/ DBT-C, English, Supersensers / By Francheska Perepletchikova
Invalidation is not something intrinsically bad. It just means that something does not make sense. Validation, on the other hand, means that something does make sense. Every time we teach a skill or provide cognitive restructuring, we are invalidating, as we are implying that prior means did not fit a desired goal (e.g., if you want to live a happy life, killing yourself is not going to help). Every time we accept that there are causes to a response, we are validating (e.g., I understand why you want to cut yourself because it helps you decrease suffering in the moment).

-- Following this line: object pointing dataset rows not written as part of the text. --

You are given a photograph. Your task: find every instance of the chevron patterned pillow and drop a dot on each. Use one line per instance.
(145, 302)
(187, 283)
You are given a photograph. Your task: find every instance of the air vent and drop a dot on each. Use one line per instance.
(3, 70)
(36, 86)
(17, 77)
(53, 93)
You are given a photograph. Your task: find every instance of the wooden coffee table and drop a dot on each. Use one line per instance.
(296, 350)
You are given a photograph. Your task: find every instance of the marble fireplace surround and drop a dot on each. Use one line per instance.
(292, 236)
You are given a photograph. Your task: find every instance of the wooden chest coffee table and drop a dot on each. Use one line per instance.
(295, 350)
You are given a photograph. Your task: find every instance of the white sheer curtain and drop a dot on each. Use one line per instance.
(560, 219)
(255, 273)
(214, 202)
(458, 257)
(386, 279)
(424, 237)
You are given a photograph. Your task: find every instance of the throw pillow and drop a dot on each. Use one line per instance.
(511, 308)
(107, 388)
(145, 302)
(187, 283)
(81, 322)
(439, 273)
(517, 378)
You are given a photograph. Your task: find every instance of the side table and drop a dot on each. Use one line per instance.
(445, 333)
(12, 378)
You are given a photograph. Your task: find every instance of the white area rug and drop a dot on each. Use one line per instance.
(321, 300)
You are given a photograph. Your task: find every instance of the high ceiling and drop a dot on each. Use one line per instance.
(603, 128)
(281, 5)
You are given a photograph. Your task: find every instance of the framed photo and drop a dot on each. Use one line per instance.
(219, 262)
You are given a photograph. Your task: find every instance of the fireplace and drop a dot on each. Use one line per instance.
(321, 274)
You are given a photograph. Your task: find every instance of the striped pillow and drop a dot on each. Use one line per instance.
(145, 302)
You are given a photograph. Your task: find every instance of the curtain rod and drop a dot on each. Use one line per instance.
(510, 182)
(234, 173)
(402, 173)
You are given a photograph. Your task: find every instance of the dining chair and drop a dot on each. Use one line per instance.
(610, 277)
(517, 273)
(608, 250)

An environment is described as invalidating when it indiscriminately and pervasively labels child’s responses (e.g., thoughts, feelings and behaviors) as not making sense or invalid. For example, a child is crying after punching a friend who broke her favorite toy. A mother tells the child that she should never punch her friends and that there is nothing to cry about. The first statement invalidates the invalid (i.e., indeed physical aggression is not an effective way to resolve problems), while the second statement invalidates the valid (i.e., sadness is a valid response to a loss).
Most parents of supersensers are capable, loving, and well-meaning. This is especially evident in families with several children, where a supersenser is climbing walls, so to speak, while her siblings are doing very well. The issue is that “good-enough parenting” may not be good enough to meet the needs of supersensers.
Supersensitivity is the opposite of resiliency, which is a capacity to recover quickly from difficulties. Resilient children are like ducks in the water, everything just rolls down the feathers. Supersensers are more like rocks that immediately drown. Resiliency can also be described as a psychic immunity. Within this simile, supersensers are born with weak or no psychic immunity and need to learn to acquire it.
Emotional dysregulation stems from a transaction between a child born without psychic immunity and parents who are not well prepared to help their child in the process of acquiring it. When the environment is not able to adequately satisfy the needs, it destabilizes the child further. A more destabilized child continues to stretch an environment’s ability to respond adequately, which leads to further destabilization of the child, and so forth. Thus, an invalidating environment is usually not a starting point but a result of the transaction between child’s needs and parental inability to meet these needs. In turn, the transaction between an emotionally sensitive child and invalidating environment, over time may lead to the development of a psychopathology. Indeed, research shows that such children are at an increased risk to develop alcohol and substance use problems, suicidality and non-suicidal self-injury, depression, anxiety, and personality disorders in adolescence and adulthood. The main goals of DBT-C are to teach these children adaptive coping skills and effective problem-solving and to teach their parents how to create a validating and change-ready environment.